Once upon a time there was a view that it took a village to educate a child. A recognition that, as well as going to school, children absorbed facts, learned manners, and acquired experience not only from their parents but from living in, and being supported by, a community of all ages, occupations and skills.
As teachers gear up for a new school year — still fearful of Covid, not confident about next year’s exams — they can be forgiven if they are feeling the pressures heaped upon them. Teaching is still a noble calling. There is no greater privilege than contributing to the education of a child.
Teaching throughout the pandemic was tough. Schools may have been in lockdown — twice — but they did not close. They had to respond quickly to adapt national guidance for their local circumstances, to incorporate last-minute changes and developments.
From kitchen tables up and down the land, teachers taught online while supporting their own families. They coped with the demands of teacher-awarded exam grades, often while continuing with blended learning to support pupils who were self-isolating.
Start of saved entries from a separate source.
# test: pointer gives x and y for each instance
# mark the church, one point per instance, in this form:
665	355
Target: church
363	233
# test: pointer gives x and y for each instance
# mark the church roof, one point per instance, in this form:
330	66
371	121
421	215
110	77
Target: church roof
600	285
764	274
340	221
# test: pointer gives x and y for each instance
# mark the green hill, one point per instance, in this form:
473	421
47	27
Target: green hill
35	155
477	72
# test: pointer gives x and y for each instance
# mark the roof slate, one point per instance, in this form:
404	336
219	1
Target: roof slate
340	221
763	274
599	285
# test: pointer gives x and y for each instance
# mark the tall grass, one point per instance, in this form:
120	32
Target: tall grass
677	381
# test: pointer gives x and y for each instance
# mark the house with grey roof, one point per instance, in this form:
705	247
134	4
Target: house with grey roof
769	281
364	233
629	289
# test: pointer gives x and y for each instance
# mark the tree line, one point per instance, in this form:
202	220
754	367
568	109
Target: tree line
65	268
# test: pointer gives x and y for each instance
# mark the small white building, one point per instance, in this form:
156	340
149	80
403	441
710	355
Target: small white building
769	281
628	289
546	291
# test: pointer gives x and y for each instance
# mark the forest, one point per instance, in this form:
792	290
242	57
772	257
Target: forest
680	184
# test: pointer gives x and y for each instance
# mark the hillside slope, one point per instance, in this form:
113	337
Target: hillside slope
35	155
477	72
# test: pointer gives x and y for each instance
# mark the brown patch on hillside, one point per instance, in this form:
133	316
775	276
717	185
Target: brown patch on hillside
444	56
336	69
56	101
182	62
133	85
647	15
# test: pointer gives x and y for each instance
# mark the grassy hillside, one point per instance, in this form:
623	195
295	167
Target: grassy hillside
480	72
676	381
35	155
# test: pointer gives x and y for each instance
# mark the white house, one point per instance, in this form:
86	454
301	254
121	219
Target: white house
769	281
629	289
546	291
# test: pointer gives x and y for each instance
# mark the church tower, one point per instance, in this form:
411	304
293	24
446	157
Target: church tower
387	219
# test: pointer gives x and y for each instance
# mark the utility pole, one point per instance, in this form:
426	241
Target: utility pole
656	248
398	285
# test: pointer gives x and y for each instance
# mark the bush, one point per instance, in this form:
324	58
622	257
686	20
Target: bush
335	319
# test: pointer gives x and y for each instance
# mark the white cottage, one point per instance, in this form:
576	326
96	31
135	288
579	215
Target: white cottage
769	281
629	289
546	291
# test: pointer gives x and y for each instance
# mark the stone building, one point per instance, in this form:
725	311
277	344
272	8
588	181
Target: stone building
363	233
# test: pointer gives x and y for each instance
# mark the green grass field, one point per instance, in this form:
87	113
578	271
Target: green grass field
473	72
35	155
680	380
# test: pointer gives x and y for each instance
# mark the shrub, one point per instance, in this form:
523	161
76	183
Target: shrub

“Teachers were not fast-tracked for vaccinations, instead their workplaces became track and trace and testing hubs.”
Teachers were on the frontline throughout the pandemic. They were not fast-tracked for vaccinations in the way that some other critical workers were. Instead, their places of work became community hubs supporting “track and trace”, setting up lateral flow testing procedures, acting as a weathervane for progress in the fight against Covid. They coped, with good grace and commitment. Of course they did.
Covid caused a significant rise in mental health problems, particularly in anxiety-related disorders. All the schools I know, including my own, saw an increase in pupils with depression and associated disorders. Local education authorities were overstretched even before Covid. But a child now needs to be at immediate risk of harm to receive help from local mental health and social support services. Schools are not equipped to manage a problem of this scale. Teachers are not trained counsellors. The level of demand and the serious nature of the problems that schools are being asked to deal with is simply not sustainable.
Add this problem to the ever-growing list of issues in which schools have been required to take responsibility in recent years and you may wonder how teaching is fitted in to the school day. Bullying. Cyber-bullying. Drugs, alcohol and substance abuse. Online safety. Stranger danger. Domestic abuse. Relationships and sex education. Sexual exploitation and harassment. Diversity and inclusivity. These are all now directly addressed in the curriculum, and schools’ procedures are inspected.
“Responsibility for serious societal problems needs to be shared with tech companies, the police, social services, mental health experts, the media and family.”
Of course, teachers will always take seriously their responsibility for protecting children. And schools accept that they have a part to play in providing secure environments, in informing students about managing their own safety and adopting healthy lifestyles
But preventing sexual exploitation, addressing inclusivity and diversity, dealing with mental health issues…these are serious societal problems for which responsibility needs to be shared. With tech companies, the police, social services, mental health experts, the media. And parents and the wider family. All of us.
The experience of living with Covid may, perhaps, have given parents a greater respect for the teaching profession as they battled with home schooling. I hope that everyone, not least government ministers with school-aged children, will have reflected on that experience and pause to think about just how much more is now, unrealistically, being asked of schools.